Is Nagrota the last to be attacked?

Attacks on Indian military cantonments in Jammu & Kashmir Photograph:( DNA )

WION Noida, Uttar Pradesh, India Dec 05, 2016, 07.24 AM (IST)

At least 89 Indian military personnel have been killed in Kashmir in 2016. Many children have lost a parent. Many women have lost their husbands and parents their young son while he was defending the country. But the thing that is insulting to hear for military personnel from civilians is that the Army does not know how to protect the cantonment. And some smart journalists give opinions on how cantonments need to be guarded better.

Unisolated Cantonments

The Army encampments were built a long time ago. In the last half century, several cities have been built around these garrisons but the growth has been disorganised in terms of infrastructure, city planning as well as the exponential population growth. Defence cantonments and Lutyen’s Delhi are the only forms of what can be called an organised city. With the cities being so close to the garrisons, it means that the populations have been virtually exposed to the attacks — military and terrorist. At some places, the civilian establishments are so close that it is impossible to shield them from the skirmishes.

Let’s take the example of Meerut. A few years ago, the security situation in the city had deteriorated. The Commanding General decided to stop the civilian traffic from going into the army cantonment without proper verification. The city of Meerut came to a standstill. The situation deteriorated so much that the civil administration and the Army held meetings to resolve the situation.

There are approximately 50 such cantonments in India which are in a similar situation. Some of the big ones are Kanpur, Allahabad, Agra, Varanasi, Bangalore, Nasik and Pune to name a few. If the Indian Army is expected to handle a harsh perimeter protection, then it needs greater ability to clean out the illegal development that has taken place around cantonments. If the cantonments are not isolated from civilian infrastructure, the civilians are at risk as it becomes difficult to contain multi-pronged infiltration attacks.

Western flank dilemma

In 2003, India and Pakistan agreed on a ceasefire agreement to restore peace and enable a positive and productive diplomatic way as the forward between the two nations. However, since then, there have been several instances where this agreement has been violated by the Pakistani forces. Several Indian army personnel, as well as civilians, have been killed and injured due to such violations. The breaking point was the 26/11 attack in Mumbai where the evidence points to the fact that members of Pakistan’s intelligence were involved in the gruesome attack. However, at that time, India chose to take the legal and diplomatic route to identify the perpetrators and eventually punish those guilty instead of going into a war against Pakistan.

Instead of backing off, over the years the ceasefire violations have continued from the Pakistani side either by Pakistani forces, terrorist groups backed by the Pakistani forces or other skirmishes. On September 18, 2016, India experienced one of the most deadliest attacks on its security forces. It is suspected that the attack involved the militant group, Jaish-e-Mohammed. During the attack, 85 civilians and 18 soldiers were killed. The attack again put the Indian government in a dilemma regarding its response towards its western neighbour on whether it should attack or again take the diplomatic route. This time there was mounting pressure from the Indian media, asking the government to take some significant action. The Indian government responded to its dilemma by conducting a surgical strike against Pakistan.

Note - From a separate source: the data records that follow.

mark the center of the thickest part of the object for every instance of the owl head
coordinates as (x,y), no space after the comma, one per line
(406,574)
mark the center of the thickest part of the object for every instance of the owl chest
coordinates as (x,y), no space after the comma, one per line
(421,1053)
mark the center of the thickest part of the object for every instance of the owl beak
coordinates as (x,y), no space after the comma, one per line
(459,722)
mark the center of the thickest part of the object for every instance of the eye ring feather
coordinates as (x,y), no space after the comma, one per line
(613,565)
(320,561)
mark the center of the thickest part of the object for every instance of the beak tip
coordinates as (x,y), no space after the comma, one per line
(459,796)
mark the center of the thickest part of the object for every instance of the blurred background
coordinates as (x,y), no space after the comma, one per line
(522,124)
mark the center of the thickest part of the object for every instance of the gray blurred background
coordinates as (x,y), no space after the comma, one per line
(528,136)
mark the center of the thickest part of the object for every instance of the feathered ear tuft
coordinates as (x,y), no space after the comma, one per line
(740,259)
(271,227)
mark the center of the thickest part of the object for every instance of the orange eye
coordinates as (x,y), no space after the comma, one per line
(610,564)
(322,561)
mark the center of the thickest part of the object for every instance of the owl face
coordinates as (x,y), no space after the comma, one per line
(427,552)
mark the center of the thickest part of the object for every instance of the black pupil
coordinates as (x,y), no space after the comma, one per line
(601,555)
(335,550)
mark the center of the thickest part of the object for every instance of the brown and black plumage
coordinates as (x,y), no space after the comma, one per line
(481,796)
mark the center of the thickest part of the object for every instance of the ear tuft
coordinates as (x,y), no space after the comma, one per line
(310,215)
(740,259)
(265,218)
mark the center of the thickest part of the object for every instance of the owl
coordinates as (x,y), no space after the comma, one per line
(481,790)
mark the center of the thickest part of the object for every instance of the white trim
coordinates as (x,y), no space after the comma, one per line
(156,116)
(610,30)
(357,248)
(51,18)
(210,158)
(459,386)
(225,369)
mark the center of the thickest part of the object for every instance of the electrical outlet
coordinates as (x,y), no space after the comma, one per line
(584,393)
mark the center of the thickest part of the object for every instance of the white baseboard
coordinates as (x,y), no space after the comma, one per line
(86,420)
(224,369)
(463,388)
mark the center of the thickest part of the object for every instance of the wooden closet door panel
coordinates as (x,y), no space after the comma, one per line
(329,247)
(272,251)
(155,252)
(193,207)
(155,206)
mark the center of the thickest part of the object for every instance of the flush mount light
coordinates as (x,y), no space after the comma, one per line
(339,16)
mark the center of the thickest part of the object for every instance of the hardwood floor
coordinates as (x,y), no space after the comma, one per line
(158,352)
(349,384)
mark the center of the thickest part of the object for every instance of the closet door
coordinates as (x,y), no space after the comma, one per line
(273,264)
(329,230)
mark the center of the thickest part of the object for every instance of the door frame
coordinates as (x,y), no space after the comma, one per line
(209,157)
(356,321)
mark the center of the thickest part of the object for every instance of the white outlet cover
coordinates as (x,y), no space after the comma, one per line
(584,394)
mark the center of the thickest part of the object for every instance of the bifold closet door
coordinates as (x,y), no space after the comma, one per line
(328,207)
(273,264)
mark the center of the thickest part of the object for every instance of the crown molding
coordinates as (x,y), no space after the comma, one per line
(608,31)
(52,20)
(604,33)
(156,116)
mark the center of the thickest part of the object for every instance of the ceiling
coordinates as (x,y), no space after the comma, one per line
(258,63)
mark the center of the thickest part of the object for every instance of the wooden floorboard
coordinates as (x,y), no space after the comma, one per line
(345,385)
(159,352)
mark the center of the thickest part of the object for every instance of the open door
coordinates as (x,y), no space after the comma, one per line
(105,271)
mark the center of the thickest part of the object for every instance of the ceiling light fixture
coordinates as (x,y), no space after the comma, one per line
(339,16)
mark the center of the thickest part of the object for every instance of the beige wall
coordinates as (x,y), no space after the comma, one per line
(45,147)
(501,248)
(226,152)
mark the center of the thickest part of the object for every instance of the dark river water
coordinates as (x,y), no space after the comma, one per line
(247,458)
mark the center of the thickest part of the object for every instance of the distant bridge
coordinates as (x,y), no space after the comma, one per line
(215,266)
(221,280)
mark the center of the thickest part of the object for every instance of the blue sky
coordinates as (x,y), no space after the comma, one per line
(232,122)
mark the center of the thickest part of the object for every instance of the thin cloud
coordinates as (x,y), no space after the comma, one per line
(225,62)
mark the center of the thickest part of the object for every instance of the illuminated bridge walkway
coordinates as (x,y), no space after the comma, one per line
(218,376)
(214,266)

But, the cross-border ceasefire violations have not ended. The western flank of India still continues to reel under attacks from Pakistan (either Army or militant groups), killing and injuring several Indian Army personnel with the most recent, being the attack on Nagrota-based 16 Corps headquarters on the outskirts of Jammu city, reportedly killing two soldiers. Will these attacks ever end?

Co-existence: a necessity

Many have appreciated the fact that there has been no major breach in the US after 9/11. But that has been possible only because the US has a border that is not exposed. Also, its intelligence unit has been at the top of its game to be able to block any big action on the surface. This is despite the availability of easy access to large weaponry to the US citizens. But India cannot protect its borders the way the US can. This is primarily because of the physical boundaries that India shares. We have a land border of 15,000 km that we share with 6 countries — Bangladesh, China, Pakistan, Nepal, Myanmar, and Bhutan. We also have a coastline of 7,516.6 km.

It won’t be possible to have a harshly closed border. But what is essential, is the ability to incisively act if Indian territory is violated. Also, India requires a better intelligence network, including both human intelligence and technical eavesdropping. The armchair strategists need to stop blaming the military for exposing itself and instead, suggest measures for addressing the issues that the Army is facing.